Ambos se habían licenciado en la Universidad de Edimburgo, pero él se había graduado dos años antes que ella y ya estaba empezando a hacerse un nombre cuando ella terminó. Él estaba actuando en Edimburgo cuando ella obtuvo su Licenciatura en Odontología y le invitó como amigo ocasional a una fiesta para celebrarlo. Después de aquello su relación creció, aunque a ella en el fondo no le gustaba la música. Bueno, mejor. Él también era incapaz de entusiasmarse por su trabajo. A pesar de eso el lado sexual funcionaba bien. Sin duda mejor que bien. Pero ahora no.

Se lo dijo aquella noche cuando se hubo terminado la barbacoa, en medio de un ambiente bastante tirante; Ben y Louise deseaban marcharse. Estaban en la cama, el uno al lado del otro, sin tocarse. No le contó su reacción hacia Peterson.

—Lo siento —dijo ella en la oscuridad—, siento que tu trabajo te aburriese.

Él permaneció callado.

—Ya sé —prosiguió ella— que un jefe de ventas no está al mismo nivel que un artista.

—Vendedor —dijo él— y artista suena a títere.

—Después de todo lo que sir Howard hizo por ti…

—Le dieron el título por vender guisantes.

—¿Tienes que burlarte de todo?

—Me limito a los hechos.

Deseó que llorase, o que le gritase, para así poder cogerla en los brazos e intentar consolarla. En lugar de eso intuía que, en su desdicha, estaba fría como el hielo.

—Si te hubieran despedido —le dijo— lo hubiese soportado.

—Una dimisión suena bastante mejor —apuntó él—. Puedes decir a tus amigos que tu esposo, un jefe de ventas, dimitió porque la promoción a la Junta Directiva no parecía inminente.

Ella sabía que él lo decía sarcásticamente, pero la consoló un poco.
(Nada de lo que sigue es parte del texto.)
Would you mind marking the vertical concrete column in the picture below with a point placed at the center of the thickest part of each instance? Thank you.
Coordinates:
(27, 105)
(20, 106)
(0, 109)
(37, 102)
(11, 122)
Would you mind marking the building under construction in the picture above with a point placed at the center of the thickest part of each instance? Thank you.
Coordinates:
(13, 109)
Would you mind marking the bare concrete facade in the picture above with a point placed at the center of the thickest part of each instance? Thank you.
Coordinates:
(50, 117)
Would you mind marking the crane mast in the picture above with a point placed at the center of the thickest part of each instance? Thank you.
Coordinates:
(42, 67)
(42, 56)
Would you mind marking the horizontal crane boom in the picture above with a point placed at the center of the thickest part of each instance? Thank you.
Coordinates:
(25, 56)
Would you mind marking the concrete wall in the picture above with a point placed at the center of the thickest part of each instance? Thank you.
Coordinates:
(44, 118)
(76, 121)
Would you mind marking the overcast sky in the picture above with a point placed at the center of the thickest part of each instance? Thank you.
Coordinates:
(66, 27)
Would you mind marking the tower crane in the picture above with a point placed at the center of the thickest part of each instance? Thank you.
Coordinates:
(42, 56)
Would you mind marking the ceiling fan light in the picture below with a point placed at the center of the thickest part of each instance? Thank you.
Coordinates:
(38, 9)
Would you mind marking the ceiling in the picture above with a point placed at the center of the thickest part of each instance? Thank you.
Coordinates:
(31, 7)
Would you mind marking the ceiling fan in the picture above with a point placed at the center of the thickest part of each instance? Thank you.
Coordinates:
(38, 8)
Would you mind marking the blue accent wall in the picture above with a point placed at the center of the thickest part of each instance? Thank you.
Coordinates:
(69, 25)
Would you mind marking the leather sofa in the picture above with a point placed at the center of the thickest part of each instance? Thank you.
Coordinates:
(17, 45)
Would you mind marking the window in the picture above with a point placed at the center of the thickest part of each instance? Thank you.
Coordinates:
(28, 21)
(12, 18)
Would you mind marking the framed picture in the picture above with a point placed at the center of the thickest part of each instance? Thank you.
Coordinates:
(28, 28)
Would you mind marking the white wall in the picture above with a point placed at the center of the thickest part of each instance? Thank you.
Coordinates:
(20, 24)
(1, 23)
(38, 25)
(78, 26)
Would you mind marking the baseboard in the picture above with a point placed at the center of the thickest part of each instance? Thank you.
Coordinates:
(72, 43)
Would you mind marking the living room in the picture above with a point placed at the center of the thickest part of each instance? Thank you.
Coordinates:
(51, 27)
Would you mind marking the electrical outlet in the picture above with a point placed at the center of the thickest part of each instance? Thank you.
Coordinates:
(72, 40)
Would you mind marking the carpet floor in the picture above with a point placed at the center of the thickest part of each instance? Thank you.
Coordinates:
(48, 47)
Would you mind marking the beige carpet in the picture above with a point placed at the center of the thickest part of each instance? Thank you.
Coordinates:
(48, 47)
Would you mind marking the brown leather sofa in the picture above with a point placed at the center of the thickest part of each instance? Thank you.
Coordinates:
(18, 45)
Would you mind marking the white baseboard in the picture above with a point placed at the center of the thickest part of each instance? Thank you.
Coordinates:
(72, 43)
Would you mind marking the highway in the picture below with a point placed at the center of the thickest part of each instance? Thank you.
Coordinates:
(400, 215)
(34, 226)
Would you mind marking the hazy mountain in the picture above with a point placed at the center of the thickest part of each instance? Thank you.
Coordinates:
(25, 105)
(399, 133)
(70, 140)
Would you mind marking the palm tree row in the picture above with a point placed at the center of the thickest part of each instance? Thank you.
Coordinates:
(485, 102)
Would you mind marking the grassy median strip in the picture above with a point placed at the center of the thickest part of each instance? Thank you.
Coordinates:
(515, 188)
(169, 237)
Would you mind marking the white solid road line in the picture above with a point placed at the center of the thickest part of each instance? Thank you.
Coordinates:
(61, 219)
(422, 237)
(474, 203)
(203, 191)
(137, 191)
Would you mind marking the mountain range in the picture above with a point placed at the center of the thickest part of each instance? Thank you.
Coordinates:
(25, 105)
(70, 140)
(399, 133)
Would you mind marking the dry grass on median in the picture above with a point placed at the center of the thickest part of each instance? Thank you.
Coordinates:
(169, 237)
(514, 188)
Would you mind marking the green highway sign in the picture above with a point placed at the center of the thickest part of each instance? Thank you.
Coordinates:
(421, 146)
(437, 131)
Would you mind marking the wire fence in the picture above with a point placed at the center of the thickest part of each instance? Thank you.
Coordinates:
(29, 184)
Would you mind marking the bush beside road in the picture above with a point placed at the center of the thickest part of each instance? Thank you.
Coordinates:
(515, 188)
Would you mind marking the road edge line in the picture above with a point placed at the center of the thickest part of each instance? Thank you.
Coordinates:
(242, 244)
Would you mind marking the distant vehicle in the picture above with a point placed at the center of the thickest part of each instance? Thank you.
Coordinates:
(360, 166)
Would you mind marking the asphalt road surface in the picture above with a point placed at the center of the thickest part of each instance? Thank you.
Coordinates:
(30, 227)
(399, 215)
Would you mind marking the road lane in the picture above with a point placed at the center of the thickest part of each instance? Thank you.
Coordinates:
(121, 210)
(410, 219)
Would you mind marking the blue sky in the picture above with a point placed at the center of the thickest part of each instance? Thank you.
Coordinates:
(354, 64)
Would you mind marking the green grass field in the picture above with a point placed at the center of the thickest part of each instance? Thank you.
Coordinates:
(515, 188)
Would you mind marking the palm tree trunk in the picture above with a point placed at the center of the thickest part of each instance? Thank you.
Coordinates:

Eso era precisamente lo que les diría a sus amigos, especialmente a su socia, una dentista mayor que recordaba a Lowell en su apogeo y tendía a ser embarazosamente compasiva por lo que ella llamaba su trágica caída.

Empezó a pensar en términos prácticos.

—No podremos permitirnos a la señora Hayman dos veces por semana.

—Yo limpiaré el maldito cobre.

—Ni a Manders para el jardín.

—Yo segaré el maldito césped.

—Menos mal que no tenemos hipoteca.

—Sí, tenemos un techo.

Era poco afortunado, pensaron ambos, que en su actual humor tuviesen que compartirlo.